Captain Jason West and I initially met in 2004 after his return from Iraq. He was replacing me as the Assistant Brigade Personnel Officer as I transitioned to the Operations Shop to join fellow Captains Lane Bomar and Dennis Davis. I worked often with Jason as I prepared the Brigade’s Operations Orders and also spent time outside of work with Jason. Jason was in love with his soon to be wife. In fact, I remember spending a weekend with Jason in Germany before he was married and hearing his excitement about his marriage. I also remember seeing the Pittsburg Steelers stuff all over his house which explains his and Dennis Davis’s connection. I saw Jason often while we were both in the Tal’Afar region; however, after the Brigade was re-assigned while leaving my Battalion behind, I never saw Jason again. Jason was killed shortly after marrying his beautiful wife and returning from mid-tour leave. If it wasn’t for Jason, I would never have made it home in time to escort my little brother.

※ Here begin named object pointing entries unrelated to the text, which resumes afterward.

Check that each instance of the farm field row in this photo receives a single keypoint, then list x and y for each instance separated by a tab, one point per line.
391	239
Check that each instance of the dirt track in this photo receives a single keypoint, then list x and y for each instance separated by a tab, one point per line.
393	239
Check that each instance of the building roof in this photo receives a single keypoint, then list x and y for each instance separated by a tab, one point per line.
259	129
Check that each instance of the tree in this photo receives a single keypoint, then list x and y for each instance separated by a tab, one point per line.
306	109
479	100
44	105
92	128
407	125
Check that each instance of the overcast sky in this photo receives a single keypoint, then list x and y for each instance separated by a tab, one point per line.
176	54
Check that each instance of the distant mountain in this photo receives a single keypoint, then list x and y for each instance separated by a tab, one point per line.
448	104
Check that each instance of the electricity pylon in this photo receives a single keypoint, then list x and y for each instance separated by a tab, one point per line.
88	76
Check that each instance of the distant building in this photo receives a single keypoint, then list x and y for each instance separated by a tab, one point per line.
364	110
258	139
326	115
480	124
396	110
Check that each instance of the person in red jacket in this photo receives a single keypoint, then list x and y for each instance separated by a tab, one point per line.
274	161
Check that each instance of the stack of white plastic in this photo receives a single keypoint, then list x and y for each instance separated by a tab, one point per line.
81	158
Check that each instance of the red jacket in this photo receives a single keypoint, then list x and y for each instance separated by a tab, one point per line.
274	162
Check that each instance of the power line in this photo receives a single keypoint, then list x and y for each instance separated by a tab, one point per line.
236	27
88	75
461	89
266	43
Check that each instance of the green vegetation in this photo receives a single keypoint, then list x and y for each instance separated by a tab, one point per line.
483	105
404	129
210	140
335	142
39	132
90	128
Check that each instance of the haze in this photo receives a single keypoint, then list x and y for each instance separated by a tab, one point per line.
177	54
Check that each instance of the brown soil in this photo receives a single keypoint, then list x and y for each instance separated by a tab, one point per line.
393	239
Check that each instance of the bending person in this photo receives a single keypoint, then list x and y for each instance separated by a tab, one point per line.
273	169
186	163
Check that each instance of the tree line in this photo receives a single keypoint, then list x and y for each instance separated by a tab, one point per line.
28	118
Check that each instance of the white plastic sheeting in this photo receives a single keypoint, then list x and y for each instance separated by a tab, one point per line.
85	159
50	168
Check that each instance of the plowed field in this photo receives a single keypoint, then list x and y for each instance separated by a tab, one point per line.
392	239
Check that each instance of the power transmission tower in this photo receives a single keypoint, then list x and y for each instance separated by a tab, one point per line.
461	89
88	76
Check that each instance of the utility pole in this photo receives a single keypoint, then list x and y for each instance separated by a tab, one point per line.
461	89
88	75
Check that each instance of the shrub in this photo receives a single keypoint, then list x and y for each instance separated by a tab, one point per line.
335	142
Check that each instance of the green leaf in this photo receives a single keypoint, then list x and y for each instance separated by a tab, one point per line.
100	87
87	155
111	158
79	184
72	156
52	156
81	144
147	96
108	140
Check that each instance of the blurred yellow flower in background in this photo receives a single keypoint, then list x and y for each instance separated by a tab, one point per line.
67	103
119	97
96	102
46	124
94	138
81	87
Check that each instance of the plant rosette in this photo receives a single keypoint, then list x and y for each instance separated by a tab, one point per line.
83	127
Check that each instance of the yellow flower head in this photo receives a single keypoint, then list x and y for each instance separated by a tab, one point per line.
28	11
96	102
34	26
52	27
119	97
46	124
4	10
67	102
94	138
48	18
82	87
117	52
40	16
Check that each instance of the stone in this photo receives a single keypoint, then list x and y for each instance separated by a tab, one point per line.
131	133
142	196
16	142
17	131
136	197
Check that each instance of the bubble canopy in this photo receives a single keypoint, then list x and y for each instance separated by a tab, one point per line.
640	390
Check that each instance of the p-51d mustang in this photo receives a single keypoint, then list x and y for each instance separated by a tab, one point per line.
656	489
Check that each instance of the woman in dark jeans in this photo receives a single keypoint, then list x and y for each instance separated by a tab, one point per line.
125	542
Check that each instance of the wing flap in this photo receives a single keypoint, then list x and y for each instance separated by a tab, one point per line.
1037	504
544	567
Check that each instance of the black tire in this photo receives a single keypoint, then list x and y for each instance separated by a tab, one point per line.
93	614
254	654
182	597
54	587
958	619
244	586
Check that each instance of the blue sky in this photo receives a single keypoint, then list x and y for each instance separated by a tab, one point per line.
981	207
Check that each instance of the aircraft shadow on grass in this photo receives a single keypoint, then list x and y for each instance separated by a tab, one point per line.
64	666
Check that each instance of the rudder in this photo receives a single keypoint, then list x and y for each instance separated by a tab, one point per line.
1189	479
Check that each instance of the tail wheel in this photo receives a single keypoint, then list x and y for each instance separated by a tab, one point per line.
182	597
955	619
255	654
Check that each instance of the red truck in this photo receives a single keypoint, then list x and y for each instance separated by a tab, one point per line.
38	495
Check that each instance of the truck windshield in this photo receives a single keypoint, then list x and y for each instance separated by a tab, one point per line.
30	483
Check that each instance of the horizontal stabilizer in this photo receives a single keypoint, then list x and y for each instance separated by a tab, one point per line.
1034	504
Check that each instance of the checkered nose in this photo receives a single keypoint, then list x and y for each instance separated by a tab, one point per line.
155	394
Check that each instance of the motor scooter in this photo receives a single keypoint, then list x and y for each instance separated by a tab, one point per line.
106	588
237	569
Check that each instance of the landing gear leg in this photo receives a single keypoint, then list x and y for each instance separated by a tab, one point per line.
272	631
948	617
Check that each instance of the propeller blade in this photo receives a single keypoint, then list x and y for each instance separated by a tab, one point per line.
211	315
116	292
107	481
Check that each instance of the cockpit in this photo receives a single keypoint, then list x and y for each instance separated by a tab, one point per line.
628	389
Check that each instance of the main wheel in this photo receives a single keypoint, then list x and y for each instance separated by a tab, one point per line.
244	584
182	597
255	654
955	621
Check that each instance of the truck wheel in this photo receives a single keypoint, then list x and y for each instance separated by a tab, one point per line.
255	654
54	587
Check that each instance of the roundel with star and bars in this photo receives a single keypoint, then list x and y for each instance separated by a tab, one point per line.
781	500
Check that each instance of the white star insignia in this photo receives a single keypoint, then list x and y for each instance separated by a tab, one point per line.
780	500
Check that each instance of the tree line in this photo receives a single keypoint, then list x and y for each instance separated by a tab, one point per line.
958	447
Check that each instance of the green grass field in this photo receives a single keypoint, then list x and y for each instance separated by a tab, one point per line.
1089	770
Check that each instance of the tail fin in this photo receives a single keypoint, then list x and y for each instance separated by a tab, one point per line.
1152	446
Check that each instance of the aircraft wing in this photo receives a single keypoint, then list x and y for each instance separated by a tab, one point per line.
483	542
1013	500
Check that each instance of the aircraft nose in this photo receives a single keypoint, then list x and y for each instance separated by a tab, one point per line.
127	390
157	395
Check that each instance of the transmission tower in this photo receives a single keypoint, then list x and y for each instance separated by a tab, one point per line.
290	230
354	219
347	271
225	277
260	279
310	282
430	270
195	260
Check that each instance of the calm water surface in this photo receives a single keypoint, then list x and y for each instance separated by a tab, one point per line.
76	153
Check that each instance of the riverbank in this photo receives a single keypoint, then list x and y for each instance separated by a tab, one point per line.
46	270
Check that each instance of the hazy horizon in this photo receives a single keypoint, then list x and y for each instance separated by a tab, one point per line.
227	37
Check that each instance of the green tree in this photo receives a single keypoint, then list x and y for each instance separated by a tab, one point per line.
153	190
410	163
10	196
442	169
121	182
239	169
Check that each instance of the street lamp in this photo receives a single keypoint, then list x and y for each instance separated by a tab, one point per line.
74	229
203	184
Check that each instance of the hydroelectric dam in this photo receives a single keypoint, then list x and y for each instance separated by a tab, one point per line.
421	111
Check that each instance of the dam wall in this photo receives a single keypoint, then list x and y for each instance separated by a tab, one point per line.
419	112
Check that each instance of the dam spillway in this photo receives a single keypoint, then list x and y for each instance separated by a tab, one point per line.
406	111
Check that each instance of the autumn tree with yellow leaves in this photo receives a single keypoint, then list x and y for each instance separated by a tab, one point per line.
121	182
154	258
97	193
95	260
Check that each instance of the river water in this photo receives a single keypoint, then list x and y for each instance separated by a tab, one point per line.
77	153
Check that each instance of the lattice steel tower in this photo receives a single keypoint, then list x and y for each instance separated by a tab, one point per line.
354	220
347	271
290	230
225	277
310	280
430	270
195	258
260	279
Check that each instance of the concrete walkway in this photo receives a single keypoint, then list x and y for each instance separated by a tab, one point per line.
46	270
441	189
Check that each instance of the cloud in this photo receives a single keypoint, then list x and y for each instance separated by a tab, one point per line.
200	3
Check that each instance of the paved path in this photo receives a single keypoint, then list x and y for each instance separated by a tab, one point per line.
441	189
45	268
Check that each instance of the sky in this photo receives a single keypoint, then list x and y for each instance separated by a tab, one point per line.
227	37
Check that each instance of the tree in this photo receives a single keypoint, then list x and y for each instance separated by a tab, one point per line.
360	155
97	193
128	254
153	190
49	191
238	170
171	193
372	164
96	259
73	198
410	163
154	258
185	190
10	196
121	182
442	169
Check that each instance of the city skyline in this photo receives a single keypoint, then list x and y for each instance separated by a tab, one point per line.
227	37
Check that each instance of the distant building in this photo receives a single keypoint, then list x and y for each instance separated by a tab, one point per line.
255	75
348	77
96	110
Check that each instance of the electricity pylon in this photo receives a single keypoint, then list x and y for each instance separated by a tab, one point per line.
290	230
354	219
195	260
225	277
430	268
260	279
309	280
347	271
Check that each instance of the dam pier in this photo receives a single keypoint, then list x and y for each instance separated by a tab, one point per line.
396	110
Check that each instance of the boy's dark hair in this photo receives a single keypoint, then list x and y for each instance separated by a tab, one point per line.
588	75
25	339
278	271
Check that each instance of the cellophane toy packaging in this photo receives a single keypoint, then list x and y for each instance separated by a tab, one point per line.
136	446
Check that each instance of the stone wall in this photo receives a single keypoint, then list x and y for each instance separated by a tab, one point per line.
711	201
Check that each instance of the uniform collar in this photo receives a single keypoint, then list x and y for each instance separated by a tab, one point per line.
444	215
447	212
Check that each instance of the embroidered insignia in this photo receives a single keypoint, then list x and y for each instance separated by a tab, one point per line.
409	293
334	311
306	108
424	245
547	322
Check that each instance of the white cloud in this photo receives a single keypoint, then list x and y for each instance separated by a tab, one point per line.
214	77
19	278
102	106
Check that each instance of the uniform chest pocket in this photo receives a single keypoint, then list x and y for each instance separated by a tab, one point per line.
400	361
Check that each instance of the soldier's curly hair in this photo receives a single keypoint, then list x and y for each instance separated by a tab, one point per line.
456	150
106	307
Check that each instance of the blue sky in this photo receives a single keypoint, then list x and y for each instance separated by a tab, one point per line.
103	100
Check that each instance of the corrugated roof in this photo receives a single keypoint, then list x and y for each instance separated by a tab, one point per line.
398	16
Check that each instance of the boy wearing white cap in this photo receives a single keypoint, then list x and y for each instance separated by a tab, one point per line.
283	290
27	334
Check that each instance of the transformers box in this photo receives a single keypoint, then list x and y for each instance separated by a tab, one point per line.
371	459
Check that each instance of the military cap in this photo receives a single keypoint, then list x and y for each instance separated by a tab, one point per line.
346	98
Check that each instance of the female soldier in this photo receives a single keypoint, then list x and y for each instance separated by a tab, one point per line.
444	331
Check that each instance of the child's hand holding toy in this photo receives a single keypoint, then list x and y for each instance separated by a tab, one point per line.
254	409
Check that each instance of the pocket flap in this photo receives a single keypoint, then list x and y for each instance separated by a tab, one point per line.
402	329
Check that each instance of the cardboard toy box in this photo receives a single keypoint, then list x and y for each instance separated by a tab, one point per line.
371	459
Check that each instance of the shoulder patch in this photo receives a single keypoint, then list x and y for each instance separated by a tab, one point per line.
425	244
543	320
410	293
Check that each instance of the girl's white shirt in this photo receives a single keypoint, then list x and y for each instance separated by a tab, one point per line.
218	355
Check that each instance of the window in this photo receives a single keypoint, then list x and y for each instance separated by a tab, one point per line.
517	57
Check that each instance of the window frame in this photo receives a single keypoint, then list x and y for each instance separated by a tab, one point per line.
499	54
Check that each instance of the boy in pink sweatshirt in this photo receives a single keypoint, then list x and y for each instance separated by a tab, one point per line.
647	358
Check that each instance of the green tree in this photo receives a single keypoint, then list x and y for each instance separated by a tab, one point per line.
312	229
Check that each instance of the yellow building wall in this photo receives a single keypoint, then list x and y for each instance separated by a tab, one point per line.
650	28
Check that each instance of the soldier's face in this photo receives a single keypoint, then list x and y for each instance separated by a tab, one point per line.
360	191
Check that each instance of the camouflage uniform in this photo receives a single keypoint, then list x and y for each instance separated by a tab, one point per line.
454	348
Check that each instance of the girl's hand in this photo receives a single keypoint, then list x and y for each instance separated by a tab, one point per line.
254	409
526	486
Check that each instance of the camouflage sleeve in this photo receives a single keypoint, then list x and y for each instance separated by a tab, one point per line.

Captain Travis Patriquin was a unique figure. An unconventional minded warrior caught in a conventional setting. I would later describe him as the “Lawrence of Arabia in Ramadi.” I, and many others who served with Travis, would later have the honor of working with author William Doyle on his book “A Soldier’s Dream” about Travis and his exploits in Ramadi. What I remember most about Travis was how he would intentionally try to drive me insane by playing “Is this the Way to Amarillo” by a group of British Soldiers and would give me the nickname “Chaddeus” because I had a propensity to blast the “Gladiator” soundtrack while furiously writing Operations Orders for the Brigade. In Iraq, Travis and I worked closely in Tal’Afar and Ramadi. He introduced me to Sheikh Sittar Abu Risha as the Al Anbar Awakening was growing in strength. His introductions of the Sheikhs in northern Ramadi allowed me to work closely with them as we expelled Al Qaeda from the area. Sadly on December 6th, I was working with one of the Sheikhs when my friend Lane Bomar informed me of the IED attack that just killed Travis, Vincente, and Megan in the same vehicle. I stepped outside the meeting room to look across the river as I saw the smoke plume rising from the city where the attack took place. All I remember is that I felt pain and anger at the same time. Later, Lane Bomar and my fellow Albany native, Thomas Breslin, and I went across the river to see the “Angel Flight” that was coming to pick Vincente, Megan, and Travis. They were the 3rd, 4th, and 5th Casualty of the day as the Brigade suffered two earlier ones that day. I remember being in a mass formation as the helicopter arrived and the utter silence of everyone there as the bird departed. Lane, Thomas, and I walked back to the Brigade Operations Center to where Travis had his desk. I remember the emotions overwhelming us as we looked at the photos of Travis, his wife, and young kids. To make matters worse at that moment, the radio announced another casualty. The 6th Casualty on the 6th of December. Years later when my wife was pregnant, my wife and I had an agreement that if we had a boy; I would get to name him. I had planned on calling him Travis Anthony Pillai in honor of both Travis and my brother Anthony. We didn’t have a boy and were blessed with a beautiful daughter.
HONOR BRACELETS
There were many others lost serving in my Brigade from 2006–2007, but because I didn't know those individuals, their stories are for others to share. The memories of the 12 lost will endure with me for the rest of my life. To this day, I only wear a bracelet in honor of my brother, Anthony Kalladeen, with the knowledge that someday I will make a more permanent bracelet with all the names on it. I was afraid to do it earlier in the event another name, another story, was added to my collective memory of the price of war. I know there are possibilities that I may know future names as we continue our fight to defeat Deash and confront other threats. This is especially true as I begin my next assignment with a specific focus on our Third War against Deash. For me though, it is time to transition mentally, emotionally, and spiritually to the fact that an era has come to an end. The two wars fought after the horror of 9/11 have concluded and I want to find new ways to honor the memories of my friends and brother who I have lost since then. So, I will soon take my one bracelet off with only one name and replace it with one honoring the names of 12.